Bu gece inşallah Kadir gecesini idrak edeceğiz. Kadir gecesi, insanı Rahman’ın affıyla, insanlığı Kur’an’ın aydınlığıyla buluşturan eşsiz bir gecedir. Bu müstesna zaman diliminin kadr ü kıymetini bilen ve onu ihya etmek isteyen her mümin, elbette öncelikle Kur’an’a yönelmelidir. Kur’an-ı Kerim’i güzel okumanın, en güzel biçimde anlamanın ve yaşamanın hayatın ana gayesi olduğunu bir defa daha hatırlamalıdır.
Ömrümüzü Kur’an ile aydınlatmak ve bereketlendirmek istiyorsak Kadir Gecesi bunun tam zamanıdır. Bundan dolayı, bu gece vesilesiyle Kur’an-ı Kerim’in hidayete ve hakikate davet eden ayetlerinden bazılarını birlikte tefekkür edelim, düşünelim Şunu bilmeliyiz ki, İnsan boşuna yaratılmadığı gibi, yaratıldıktan sonra da başıboş bırakılmadığını idrak eden bir Müslüman olmalıyız. Bu dünyanın bir imtihan yeri olduğunu bilmeliyiz. İbadetlerimizi sadece Allah(c.c) için yapmalı sadece O’ndan yardım dilemelidir. Fatiha suresinde beş vakit namaz kılan bir kimse bir günde bunu kırk defa söylemektedir. Müslüman bir kimse hayatın her alanında Sevgili Peygamberi Muhammedü’l-Emîn’i model almalı ve onun gibi dürüst davranmalıdır. İstikametten, hak ve hakikatten asla ayrılmamaya gayret etmelidir. Yalanın, iftiranın ve ihanetin imanla asla uyuşmayacağını bilmelidir. Doğruluktan ödün vermeyen .“Allah size, emanetleri ehline vermenizi ve insanlar arasında hükmettiğiniz zaman adaletle hükmetmenizi emreder.”[3] Düsturunu benimsemelidir.

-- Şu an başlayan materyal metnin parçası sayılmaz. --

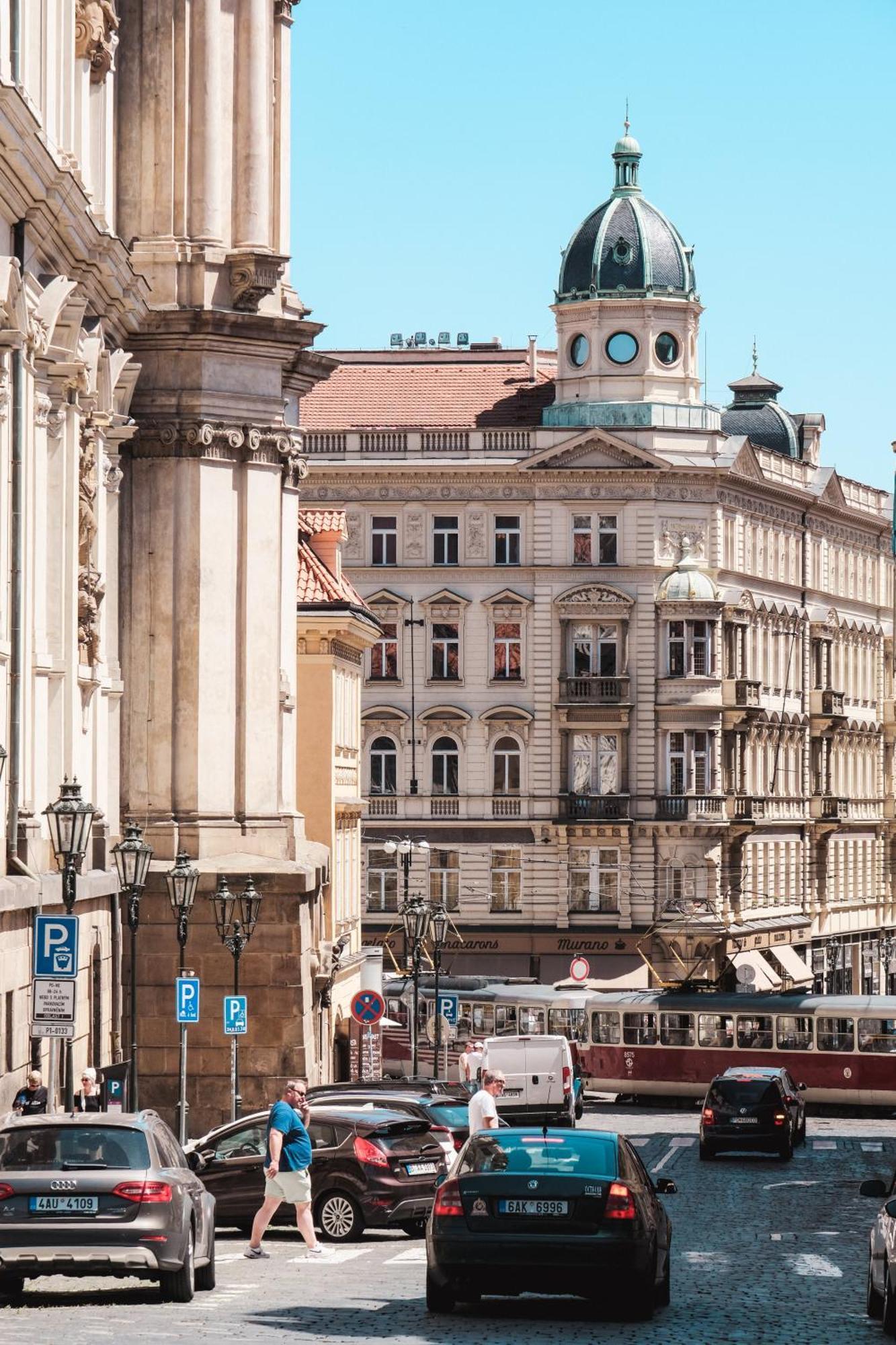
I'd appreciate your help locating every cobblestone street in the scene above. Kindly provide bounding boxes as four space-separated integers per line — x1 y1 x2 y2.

Vatanımız, Milletimiz,bayrağımız, canımız, malımız, ailemiz bize emanettir. Bitkisiyle, hayvanıyla, suyuyla, toprağıyla tabiat bize emanettir. Erdemli bir Müslüman emanetleri ehline verir, adaleti ayakta tutar, emaneti gözü gibi korur Mü’min, adı üstünde güvenilen kimsedir. İnanan kimsedir Söz verdiğinde sözünde durur. Allah’ın emir ve yasaklarına riayet ettiği gibi insanlarla yaptığı sözleşmelerin de gereğini îfâ eder. Mümin bilir ki, konuştuğunda yalan söylemek, verdiği sözde durmamak ve emanete hıyanet etmek münafığın alametleridir. Müslüman rızkını helal yollardan temin eder, ticaretine haram bulaştırmaz. Hırsızlık, rüşvet, faizcilik, tefecilik, fâhiş fiyat, intikar ve aldatma gibi bâtıl yollara tevessül etmez.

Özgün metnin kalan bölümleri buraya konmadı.